As the work progresses, Gen's anti-war cry is a denunciation of the abandonment and manipulation suffered by the survivors: forgotten by the American occupation forces, more concerned with documenting the effects of the bomb, forgotten by the leaders, and politicians from their country, concerned with hiding their role in the war. Gen's story constitutes not only one of the most important works in the history of comics, but the most contingent and devastating denunciation of the horror of war. Álvaro Pons

Bare feet Keiji Nakazawa. Reservoir Books, 2016. Its four volumes are available in electronic format on the publisher's website.

A VIDEO GAME : Sekiro, Shadows Die Twice

We have talked here about Dark Souls (2011), Hidetaka Miyazaki's revolutionary medieval-style game, famous for its setting and for its lack of mercy with the player.

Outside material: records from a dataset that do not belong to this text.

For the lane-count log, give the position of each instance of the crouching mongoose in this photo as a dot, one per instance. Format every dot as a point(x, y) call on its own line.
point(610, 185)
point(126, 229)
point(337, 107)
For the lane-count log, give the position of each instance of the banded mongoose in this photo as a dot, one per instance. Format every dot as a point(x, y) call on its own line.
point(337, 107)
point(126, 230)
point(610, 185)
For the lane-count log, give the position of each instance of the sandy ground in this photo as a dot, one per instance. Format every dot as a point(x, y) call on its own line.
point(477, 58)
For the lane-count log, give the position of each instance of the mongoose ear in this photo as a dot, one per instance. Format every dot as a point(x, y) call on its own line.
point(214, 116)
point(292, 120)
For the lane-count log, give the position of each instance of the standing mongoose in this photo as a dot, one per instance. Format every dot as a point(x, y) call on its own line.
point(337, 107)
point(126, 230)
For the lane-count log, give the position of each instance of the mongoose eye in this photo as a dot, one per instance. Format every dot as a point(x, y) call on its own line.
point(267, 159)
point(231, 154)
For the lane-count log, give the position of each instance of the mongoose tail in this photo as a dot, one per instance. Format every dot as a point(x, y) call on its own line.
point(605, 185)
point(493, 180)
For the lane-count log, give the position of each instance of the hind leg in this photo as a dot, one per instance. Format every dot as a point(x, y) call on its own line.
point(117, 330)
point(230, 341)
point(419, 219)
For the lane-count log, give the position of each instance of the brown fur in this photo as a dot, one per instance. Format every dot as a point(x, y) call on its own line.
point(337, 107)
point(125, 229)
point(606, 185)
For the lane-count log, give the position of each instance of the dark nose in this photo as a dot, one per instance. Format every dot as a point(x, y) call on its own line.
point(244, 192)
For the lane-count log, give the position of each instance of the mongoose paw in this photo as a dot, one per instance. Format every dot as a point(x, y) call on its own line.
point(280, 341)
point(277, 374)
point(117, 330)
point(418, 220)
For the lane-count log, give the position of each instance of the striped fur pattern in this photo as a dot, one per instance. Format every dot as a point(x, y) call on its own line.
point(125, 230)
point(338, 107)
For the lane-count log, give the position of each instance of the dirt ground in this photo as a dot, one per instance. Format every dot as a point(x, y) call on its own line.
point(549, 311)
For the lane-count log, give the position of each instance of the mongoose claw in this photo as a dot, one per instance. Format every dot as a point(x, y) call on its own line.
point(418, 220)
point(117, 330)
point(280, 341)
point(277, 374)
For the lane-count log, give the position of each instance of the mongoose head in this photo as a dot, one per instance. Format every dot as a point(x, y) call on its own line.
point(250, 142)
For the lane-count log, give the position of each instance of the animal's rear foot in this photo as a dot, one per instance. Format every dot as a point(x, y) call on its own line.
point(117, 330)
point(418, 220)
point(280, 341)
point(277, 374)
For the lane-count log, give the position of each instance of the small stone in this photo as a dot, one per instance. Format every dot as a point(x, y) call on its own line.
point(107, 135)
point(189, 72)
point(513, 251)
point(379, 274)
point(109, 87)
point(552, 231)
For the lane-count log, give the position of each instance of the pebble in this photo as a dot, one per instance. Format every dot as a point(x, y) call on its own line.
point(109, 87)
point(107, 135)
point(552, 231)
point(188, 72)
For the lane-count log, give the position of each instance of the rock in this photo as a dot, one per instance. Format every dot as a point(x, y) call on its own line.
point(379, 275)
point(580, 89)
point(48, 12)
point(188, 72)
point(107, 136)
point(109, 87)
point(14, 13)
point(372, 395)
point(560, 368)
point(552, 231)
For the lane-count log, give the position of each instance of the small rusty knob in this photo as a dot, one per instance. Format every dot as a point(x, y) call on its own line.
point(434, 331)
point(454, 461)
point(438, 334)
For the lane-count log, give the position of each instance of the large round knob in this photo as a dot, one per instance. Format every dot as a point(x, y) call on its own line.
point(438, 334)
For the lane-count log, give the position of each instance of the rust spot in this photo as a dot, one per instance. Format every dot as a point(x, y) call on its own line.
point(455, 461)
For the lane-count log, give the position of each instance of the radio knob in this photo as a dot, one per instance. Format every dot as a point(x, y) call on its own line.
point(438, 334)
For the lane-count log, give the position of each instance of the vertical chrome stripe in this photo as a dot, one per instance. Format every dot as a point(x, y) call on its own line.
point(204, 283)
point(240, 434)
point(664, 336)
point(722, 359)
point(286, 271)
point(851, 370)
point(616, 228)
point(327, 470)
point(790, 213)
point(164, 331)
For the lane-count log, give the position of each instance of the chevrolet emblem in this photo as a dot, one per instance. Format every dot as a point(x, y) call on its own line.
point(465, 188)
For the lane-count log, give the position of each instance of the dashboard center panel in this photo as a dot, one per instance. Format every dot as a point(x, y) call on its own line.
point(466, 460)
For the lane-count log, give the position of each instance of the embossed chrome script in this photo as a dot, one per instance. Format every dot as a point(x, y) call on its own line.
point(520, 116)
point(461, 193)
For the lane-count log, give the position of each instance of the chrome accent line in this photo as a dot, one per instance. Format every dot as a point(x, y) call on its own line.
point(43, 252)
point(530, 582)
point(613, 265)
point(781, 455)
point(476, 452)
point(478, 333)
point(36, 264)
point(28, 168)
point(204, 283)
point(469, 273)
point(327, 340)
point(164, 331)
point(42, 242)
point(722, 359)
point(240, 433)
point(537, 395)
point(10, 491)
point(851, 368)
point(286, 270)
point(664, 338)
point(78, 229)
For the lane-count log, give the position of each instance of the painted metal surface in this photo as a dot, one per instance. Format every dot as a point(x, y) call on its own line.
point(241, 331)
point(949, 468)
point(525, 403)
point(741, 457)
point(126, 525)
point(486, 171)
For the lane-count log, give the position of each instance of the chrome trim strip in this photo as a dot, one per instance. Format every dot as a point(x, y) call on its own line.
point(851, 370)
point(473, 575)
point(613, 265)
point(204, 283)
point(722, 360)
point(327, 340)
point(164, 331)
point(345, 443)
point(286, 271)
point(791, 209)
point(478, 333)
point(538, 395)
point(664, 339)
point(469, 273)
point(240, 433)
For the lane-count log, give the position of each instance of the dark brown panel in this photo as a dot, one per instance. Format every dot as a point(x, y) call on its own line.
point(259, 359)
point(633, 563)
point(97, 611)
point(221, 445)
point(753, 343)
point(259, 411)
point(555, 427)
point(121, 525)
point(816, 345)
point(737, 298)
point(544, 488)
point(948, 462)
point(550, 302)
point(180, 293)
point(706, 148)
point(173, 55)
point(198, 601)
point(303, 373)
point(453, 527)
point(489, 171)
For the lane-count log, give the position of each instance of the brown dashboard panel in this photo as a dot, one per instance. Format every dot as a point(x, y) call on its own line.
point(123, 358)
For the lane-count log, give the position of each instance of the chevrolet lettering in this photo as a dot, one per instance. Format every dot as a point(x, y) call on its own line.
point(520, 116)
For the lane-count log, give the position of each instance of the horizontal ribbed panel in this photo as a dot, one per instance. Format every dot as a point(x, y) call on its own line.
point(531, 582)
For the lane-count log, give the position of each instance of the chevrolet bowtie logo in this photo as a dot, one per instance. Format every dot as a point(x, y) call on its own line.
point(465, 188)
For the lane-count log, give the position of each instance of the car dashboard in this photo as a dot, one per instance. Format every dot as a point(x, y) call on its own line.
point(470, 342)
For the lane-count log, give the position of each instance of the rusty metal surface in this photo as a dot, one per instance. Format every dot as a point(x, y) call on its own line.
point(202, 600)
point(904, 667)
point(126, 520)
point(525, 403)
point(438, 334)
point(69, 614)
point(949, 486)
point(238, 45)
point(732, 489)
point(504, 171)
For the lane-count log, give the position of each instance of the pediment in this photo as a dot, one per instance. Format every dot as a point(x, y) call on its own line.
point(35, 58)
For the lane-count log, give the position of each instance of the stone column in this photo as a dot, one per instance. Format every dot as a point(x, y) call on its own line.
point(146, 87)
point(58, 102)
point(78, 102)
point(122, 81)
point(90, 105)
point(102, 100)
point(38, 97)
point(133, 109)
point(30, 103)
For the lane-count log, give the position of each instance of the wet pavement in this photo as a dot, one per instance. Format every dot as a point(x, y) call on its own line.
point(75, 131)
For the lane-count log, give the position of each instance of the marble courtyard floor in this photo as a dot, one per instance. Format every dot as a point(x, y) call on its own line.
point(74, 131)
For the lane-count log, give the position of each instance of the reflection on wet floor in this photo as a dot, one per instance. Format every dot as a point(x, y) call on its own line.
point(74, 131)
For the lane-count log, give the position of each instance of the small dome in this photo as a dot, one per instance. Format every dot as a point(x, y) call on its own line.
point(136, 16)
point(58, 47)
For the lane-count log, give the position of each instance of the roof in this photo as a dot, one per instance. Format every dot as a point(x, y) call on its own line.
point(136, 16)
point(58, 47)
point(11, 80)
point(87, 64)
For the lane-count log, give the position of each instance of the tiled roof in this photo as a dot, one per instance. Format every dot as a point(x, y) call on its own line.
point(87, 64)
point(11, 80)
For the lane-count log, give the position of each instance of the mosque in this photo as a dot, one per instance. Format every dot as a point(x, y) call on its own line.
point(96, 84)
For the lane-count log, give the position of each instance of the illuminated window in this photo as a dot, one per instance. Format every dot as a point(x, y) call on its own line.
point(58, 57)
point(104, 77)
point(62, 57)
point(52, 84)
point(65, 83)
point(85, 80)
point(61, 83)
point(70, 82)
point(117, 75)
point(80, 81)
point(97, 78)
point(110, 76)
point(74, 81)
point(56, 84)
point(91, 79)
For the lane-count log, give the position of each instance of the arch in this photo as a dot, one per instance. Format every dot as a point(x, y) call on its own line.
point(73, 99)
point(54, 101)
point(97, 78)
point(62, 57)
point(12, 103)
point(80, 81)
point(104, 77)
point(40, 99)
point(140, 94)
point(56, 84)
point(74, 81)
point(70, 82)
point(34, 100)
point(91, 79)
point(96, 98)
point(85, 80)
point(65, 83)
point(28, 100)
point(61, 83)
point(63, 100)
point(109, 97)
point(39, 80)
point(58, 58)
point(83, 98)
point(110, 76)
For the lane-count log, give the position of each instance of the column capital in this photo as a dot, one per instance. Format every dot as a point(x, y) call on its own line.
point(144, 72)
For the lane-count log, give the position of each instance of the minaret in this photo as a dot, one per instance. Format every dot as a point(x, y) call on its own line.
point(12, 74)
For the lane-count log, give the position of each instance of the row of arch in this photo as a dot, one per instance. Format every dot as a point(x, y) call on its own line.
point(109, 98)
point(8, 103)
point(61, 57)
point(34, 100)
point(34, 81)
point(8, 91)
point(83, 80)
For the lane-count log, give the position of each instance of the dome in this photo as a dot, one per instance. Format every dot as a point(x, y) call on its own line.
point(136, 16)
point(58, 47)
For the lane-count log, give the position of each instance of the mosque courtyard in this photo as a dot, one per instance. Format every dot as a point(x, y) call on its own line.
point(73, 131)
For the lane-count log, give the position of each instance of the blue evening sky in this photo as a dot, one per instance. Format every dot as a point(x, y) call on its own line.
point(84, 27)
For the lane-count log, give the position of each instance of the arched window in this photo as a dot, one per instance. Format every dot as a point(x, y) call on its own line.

The last work of the Japanese genius, released last year (in 2015 he would release the equally recommended Bloodborne , whose references were not medieval but Lovecraftian ), is another masterpiece: Sekiro: Shadows Die Twice , a game that this time drank from Japanese folklore ( demons, samurai, shōguns ) to plot on that basis the same type of game: extreme difficulty, an absolutely brilliant architecture, fights that leave you with your heart in your mouth. The peculiarity of Sekiro was that, in the combat style of the previous games, he added one more physical dimension: the vertical one; the player, in the skin of a homeless ronin, was now able to jump and hang from the heights, giving the already great level design a depth and freedom never before seen in Miyazaki's work. Jorge Morla

Sekiro: Shadows Die Twice . Hidetaka Miyazaki. FromSoftware, 2019. The game is available for PlayStation 4, Xbox One, and Microsoft Windows.